The best possible way I can see is if the Mississippian Cultures (state(s)?) of the great city of
Cahokia survives strong and intact so that when De Soto arrives, his force is either annihilated or, better yet, captured, by some South Appalachian Mississippian army.
Even with their partially superior weaponry, the Spanish would be simply too outnumbered by any regional variation of the Mississippian Culture - as a whole - to knock them out.
If Cahokia was but a loose confederation, some formal political centralization might have to emerge to keep up with Spanish - and other European colonial powers - technologically, so that they could maintain their independence and eventually challenge Occidental presence on a greater scale.
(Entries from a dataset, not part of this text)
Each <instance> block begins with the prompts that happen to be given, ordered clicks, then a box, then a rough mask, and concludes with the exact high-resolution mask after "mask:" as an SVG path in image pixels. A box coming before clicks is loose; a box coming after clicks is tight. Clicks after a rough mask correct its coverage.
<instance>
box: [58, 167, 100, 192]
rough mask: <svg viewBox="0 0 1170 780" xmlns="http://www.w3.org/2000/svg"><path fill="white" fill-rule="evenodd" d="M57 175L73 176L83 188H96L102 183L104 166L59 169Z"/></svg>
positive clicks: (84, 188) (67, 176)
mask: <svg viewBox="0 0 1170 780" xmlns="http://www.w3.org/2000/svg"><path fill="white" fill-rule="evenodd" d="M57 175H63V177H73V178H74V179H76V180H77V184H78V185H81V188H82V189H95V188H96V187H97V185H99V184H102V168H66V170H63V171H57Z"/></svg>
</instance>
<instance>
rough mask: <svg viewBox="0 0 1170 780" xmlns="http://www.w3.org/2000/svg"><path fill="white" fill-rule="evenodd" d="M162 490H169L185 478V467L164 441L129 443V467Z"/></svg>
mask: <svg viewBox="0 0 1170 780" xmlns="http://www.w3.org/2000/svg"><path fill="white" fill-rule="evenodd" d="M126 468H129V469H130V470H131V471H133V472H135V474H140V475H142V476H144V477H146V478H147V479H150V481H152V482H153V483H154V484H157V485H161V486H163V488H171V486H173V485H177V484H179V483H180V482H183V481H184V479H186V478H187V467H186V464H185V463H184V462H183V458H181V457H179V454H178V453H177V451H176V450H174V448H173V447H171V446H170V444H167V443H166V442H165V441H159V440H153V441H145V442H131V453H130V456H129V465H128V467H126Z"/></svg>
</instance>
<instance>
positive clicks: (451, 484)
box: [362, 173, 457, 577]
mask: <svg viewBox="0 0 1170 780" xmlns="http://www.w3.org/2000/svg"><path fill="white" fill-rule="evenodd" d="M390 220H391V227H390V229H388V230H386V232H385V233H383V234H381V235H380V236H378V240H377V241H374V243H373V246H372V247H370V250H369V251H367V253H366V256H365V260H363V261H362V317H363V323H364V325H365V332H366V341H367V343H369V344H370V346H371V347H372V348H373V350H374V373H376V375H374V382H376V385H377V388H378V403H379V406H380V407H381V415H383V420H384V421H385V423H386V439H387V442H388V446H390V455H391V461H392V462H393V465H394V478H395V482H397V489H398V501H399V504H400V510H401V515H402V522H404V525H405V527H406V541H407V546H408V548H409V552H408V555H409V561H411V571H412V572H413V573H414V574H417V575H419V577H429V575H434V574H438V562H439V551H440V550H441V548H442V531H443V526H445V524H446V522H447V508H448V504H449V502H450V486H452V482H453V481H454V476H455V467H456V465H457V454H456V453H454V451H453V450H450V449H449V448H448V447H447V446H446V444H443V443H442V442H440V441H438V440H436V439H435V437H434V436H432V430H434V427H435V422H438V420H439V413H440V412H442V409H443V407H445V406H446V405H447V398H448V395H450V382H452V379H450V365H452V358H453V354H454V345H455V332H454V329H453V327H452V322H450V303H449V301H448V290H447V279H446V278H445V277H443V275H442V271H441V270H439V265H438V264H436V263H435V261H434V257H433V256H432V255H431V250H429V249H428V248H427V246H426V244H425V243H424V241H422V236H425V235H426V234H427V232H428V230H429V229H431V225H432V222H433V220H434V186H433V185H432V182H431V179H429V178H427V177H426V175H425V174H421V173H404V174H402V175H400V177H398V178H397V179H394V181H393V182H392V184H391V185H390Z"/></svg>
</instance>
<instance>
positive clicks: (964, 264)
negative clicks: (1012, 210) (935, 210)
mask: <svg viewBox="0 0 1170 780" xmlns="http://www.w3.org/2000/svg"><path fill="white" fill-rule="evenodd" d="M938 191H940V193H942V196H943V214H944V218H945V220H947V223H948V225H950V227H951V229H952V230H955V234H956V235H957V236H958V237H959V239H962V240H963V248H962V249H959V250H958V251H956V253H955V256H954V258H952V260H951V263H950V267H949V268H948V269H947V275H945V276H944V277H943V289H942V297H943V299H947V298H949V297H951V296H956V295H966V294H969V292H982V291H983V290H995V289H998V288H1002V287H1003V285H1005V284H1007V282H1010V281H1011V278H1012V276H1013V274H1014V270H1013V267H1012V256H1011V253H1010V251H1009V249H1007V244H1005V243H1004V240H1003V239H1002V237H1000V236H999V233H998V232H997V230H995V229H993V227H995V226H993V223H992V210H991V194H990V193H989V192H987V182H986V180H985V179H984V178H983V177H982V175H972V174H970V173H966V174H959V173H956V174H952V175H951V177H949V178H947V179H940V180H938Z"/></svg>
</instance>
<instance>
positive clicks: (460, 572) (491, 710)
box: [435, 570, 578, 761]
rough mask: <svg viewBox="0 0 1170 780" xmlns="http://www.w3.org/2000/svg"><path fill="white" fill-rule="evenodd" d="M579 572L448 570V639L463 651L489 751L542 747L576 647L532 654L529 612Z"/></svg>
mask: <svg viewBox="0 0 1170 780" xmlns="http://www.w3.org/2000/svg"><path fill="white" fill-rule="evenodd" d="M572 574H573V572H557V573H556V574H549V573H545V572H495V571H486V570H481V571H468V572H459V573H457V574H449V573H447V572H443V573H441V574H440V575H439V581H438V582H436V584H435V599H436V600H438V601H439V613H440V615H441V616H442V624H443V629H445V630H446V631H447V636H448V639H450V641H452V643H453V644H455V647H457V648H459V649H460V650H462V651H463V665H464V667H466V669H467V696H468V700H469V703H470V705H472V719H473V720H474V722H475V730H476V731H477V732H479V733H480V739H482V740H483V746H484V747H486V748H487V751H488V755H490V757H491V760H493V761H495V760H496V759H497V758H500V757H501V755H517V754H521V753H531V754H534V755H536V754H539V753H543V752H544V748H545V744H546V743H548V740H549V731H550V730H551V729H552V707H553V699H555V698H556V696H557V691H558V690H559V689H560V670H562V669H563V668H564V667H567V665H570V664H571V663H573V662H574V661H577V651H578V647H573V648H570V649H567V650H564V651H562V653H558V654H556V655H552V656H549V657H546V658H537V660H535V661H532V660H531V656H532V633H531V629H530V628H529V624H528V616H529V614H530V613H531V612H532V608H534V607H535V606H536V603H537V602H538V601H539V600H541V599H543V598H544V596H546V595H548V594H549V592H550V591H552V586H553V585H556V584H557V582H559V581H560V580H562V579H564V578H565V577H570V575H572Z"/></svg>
But I myself don't think Cahokia was a mere "world renewal centre"
as some have suggested. Rather, I am convinced it was the capital of what was at least a powerful paramount chiefdom, perhaps even
a true state.
And if Cahokia the capital of a relatively unified polity (whatever its sort), I highly doubt it would role over like the Aztecs, the Tarascans or the Inka did. The first fell at the hands of masses of angry and formerly oppressed nations that were desperate to escape the horrors and atrocities of Aztec rule. The second fell from the Cazonci's foolish, perhaps cowardly, and certainly fatalist refusal to fight for fear of suffering what had happened to their former rivals, even though in hindsight the legions of the Cazonci clearly had a very different situation against the Spanish than their former Mesoamerican neighbours, arguably even in their favour. And the Spanish just got lucky in Kashamarka: If anything went different, the Inka State would have inevitably emerged victorious in an actual battle.
But, barring an repeat of the almost ASB Conquest of the Inka Empire, the Mississippians would be simply too numerous and their polity to strong for another easy Spanish victory.
In conclusion, the Europeans would sooner or later be forced into a peace with the Mississippian Polity. And the Mississippians could build upon their previous achievements to modernize and build a strong, prosperous and truly American state.